A wedding photograph of a US soldier affixed to the inside of his helmet from Ghostrider Company 3rd Squadron 2nd Stryker in Diyala Province, Baghdad, in March 2008. (PHOTO CREDIT: GETTY IMAGES)
FROM CNN's Jack Cafferty:
Forest Lake Area High School in Minnesota was all set to have some veterans of the wars in Iraq and Afghanistan come and talk to the students.
The event was billed as an academic classroom discussion around military service – teach the kids about military service in the context of their history classes. But suddenly the veterans were told, "Thanks, but no thanks."
Forest Lake Area High School principal Steve Massey said there were concerns the event was becoming political, instead of educational and that made it inappropriate for a public school. Translation: Massey got some calls from parents who complained, he buckled, and canceled the appearance by the veterans. The Star Tribune newspaper reports some parents had threatened to stage a protest if the visit by the soldiers went forward.
The visit was sponsored by "Vets for Freedom", a nonpartisan group whose mission is to educate the public about the importance of achieving success in Iraq and Afghanistan. The head of the organization, who graduated from Forest Lake Area High School and served in Iraq, calls it "extremely unfortunate" that a school would bow to political pressure and not bring in a veterans organization.
One education expert suggests what happened in Minnesota might be just the tip of the iceberg in this long political year. He recommends that schools still tackle tough subjects, but invite opposing groups to speak out on each issue.
Here’s my question to you: Should the military be allowed to tell its story in public schools?
Interested to know which ones made it on air?
Alan from Eden Prairie, Minnesota writes:
If the military can honestly and openly tell school-age kids about what military service would do for them, then by all means, let them come to the career day presentation. Clueless kids getting out of high school and falling into the nearest college to major in beer are not doing themselves any good. A few years in the military or some other form of social service would help round and mature them prior to making the real world choice of where to start on a career.

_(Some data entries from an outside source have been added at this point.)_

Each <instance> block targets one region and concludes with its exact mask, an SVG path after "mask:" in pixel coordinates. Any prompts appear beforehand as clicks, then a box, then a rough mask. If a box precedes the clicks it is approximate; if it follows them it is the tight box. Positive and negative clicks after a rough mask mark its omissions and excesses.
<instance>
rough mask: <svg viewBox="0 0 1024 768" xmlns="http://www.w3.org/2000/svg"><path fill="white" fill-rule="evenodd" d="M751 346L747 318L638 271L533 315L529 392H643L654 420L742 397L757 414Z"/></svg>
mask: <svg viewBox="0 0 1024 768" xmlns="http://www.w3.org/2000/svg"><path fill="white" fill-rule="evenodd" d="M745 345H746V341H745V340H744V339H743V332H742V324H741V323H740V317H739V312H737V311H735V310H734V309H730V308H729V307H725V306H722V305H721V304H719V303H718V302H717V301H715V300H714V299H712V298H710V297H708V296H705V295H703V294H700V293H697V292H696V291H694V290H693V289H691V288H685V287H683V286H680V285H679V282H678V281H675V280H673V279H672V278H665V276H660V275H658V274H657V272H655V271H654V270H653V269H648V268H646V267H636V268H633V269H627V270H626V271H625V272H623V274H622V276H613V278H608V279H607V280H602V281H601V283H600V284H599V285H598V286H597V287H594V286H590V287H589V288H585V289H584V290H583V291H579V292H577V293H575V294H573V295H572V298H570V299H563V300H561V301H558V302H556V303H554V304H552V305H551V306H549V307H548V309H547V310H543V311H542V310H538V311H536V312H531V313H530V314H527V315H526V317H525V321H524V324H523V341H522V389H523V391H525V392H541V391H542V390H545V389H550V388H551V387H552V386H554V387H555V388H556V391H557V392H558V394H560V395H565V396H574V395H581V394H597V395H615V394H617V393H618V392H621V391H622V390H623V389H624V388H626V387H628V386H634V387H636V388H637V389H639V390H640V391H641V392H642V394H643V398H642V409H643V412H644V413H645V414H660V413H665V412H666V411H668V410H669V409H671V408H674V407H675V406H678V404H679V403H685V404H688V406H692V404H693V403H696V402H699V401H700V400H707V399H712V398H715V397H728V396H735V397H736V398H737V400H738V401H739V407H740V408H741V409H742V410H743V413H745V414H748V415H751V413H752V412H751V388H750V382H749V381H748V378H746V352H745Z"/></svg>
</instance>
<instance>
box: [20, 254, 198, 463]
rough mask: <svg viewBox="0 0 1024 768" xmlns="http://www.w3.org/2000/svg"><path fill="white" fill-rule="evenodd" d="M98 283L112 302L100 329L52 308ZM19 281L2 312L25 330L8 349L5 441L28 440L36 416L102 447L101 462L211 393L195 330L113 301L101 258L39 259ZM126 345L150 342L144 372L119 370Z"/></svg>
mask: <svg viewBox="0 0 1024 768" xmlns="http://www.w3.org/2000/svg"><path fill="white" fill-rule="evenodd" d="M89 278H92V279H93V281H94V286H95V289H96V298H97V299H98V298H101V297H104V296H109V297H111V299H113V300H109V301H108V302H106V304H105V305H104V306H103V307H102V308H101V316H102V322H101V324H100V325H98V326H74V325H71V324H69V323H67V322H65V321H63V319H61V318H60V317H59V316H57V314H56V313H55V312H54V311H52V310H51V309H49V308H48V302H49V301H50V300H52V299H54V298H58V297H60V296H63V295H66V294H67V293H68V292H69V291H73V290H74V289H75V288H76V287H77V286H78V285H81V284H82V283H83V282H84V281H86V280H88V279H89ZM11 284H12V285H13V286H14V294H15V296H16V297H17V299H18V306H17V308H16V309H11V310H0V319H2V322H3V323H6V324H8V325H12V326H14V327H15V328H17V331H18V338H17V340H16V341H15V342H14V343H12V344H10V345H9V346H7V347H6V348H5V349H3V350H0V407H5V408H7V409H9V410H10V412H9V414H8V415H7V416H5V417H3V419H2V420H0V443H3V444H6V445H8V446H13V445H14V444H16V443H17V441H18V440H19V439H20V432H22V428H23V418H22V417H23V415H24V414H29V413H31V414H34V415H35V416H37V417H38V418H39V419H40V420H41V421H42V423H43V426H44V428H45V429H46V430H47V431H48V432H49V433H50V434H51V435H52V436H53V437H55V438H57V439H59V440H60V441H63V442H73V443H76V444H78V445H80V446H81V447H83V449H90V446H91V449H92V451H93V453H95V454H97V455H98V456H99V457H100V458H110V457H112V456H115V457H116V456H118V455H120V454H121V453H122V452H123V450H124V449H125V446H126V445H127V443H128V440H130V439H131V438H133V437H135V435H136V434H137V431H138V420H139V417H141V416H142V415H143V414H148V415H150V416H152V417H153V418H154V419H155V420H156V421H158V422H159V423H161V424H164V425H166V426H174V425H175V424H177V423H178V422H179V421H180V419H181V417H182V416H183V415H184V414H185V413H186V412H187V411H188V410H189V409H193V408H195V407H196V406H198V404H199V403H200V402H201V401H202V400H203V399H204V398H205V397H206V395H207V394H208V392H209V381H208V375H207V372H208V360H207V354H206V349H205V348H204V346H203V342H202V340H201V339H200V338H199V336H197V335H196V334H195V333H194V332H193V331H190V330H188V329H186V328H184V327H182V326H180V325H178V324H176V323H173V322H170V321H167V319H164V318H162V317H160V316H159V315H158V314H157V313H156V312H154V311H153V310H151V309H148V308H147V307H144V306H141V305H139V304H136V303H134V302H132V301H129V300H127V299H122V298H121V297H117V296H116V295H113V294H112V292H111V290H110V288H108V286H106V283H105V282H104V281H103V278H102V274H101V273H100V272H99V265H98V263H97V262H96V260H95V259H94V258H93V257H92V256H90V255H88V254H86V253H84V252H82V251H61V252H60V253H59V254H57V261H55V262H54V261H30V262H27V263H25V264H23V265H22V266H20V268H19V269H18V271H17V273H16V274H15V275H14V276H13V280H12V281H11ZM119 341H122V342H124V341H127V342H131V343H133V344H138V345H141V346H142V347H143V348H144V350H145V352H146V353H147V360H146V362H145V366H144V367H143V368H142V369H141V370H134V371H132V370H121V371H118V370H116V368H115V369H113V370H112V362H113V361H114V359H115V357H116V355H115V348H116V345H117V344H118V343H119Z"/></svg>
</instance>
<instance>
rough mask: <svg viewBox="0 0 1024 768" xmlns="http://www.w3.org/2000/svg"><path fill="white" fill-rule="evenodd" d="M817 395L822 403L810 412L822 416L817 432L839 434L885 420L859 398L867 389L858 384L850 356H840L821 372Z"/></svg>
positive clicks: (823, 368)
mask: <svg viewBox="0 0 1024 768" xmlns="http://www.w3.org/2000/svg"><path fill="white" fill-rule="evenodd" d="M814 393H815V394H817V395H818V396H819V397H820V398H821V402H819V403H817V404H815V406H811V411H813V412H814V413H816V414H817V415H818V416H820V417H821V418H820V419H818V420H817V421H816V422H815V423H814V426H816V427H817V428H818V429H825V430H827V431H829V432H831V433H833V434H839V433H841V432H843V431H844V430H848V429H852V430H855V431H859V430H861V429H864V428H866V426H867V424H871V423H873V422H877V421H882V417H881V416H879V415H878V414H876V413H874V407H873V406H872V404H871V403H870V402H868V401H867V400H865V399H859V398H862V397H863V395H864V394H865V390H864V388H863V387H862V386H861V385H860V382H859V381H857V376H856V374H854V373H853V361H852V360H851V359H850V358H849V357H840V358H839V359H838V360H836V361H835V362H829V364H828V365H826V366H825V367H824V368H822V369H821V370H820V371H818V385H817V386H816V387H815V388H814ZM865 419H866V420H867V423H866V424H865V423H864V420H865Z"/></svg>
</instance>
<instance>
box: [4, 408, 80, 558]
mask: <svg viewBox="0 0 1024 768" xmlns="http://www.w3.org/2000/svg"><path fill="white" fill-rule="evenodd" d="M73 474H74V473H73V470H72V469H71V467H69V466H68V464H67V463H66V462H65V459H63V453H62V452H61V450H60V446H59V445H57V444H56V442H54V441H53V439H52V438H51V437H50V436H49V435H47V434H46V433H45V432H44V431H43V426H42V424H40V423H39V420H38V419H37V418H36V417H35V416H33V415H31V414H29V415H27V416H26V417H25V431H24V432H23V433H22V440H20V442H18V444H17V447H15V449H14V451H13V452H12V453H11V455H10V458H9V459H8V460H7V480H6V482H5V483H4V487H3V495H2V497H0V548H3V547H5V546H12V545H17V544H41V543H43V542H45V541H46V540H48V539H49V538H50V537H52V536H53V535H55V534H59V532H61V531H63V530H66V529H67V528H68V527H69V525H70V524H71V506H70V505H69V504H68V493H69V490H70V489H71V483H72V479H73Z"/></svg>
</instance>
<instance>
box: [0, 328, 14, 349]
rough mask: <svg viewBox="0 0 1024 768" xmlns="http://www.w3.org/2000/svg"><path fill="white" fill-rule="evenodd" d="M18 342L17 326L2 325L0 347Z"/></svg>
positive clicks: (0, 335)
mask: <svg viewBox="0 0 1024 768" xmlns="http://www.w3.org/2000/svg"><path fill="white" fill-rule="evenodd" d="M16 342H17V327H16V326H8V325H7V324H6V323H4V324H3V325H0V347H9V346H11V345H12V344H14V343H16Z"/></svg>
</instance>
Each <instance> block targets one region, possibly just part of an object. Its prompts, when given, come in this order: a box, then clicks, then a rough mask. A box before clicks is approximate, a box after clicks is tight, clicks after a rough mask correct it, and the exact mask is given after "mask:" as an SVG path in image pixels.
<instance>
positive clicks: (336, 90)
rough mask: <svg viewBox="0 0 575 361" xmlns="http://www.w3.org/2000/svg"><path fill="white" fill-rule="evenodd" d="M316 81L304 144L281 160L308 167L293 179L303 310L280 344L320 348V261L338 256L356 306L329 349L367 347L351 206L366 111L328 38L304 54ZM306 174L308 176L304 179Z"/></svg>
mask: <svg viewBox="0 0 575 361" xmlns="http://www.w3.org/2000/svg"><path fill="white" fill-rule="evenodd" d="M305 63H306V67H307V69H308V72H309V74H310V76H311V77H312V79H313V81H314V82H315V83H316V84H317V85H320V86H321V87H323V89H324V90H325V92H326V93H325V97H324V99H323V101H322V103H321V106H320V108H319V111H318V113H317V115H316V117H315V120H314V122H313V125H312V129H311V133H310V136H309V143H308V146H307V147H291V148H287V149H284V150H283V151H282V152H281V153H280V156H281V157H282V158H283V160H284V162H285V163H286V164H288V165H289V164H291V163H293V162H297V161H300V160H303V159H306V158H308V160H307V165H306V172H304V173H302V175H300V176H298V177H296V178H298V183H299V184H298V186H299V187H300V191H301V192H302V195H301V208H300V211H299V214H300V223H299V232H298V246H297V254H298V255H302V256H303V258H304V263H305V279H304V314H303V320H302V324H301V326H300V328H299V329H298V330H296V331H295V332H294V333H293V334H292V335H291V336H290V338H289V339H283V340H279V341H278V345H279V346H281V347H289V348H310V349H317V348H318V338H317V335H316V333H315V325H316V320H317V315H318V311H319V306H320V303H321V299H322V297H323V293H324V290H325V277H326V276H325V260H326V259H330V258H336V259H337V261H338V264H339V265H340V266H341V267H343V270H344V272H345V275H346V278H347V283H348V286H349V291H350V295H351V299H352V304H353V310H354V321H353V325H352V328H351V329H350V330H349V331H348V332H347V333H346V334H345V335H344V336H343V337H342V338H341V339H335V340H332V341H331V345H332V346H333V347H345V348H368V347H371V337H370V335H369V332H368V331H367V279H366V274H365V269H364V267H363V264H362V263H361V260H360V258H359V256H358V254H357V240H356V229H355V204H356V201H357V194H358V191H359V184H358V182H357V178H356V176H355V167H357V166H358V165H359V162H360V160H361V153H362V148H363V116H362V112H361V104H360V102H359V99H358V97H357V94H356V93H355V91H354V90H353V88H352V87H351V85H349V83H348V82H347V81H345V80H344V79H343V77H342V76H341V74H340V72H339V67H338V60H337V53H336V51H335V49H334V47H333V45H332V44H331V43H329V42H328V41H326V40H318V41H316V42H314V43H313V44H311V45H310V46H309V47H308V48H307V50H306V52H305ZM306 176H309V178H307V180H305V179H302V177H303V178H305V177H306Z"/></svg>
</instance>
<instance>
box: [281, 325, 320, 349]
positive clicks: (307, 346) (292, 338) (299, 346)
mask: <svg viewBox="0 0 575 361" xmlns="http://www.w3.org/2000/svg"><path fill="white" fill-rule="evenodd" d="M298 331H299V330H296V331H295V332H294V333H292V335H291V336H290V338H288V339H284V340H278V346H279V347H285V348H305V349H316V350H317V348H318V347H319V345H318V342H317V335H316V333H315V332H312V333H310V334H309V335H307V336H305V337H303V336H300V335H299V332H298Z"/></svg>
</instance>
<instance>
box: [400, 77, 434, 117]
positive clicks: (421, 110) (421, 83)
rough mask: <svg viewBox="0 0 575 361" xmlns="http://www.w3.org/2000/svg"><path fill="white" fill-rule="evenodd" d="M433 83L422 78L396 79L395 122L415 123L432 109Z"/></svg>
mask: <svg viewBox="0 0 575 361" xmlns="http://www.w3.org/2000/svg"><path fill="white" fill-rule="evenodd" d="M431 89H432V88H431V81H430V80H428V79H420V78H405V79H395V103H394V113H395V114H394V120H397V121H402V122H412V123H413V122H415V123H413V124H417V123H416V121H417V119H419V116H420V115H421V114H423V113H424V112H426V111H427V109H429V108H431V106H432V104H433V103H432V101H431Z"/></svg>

Jack, Of course military members should be able to tell their story in schools; it's the best kind of history lesson available on the current conflict. But, this group is about as nonpartisan as Iraq Veterans Against the War- nonpartisan but certainly not non-political. The underlying discussion has a place, the agenda certainly does not. As an Iraq War veteran myself, I'd be first to complain about this visit, at least without a chance to partake in the discussion myself.
I am a veteran of the Iraq war and spoke after my deployment to my wife's high school class in Georgia. The topic focused on the cultural differences between our countries, but at the end when the students asked questions they learned some of the great things the military can offer besides going to war.
Proud Military Wife from Pennsylvania writes:
My husband is active duty and we are stationed in a remote, U.S. location. My daughter took an Air Force water bottle into class and it was sent home with a note that the water bottle could not have any writing on it in class. Our home number had to be changed and unlisted due to the phone calls of hate against us for supporting the war. This is U.S history.
No. Young adults can be easily influenced into thinking that war is glamorous and exciting. They won't know the truth until long after they have signed up for 4 years and then it's too late.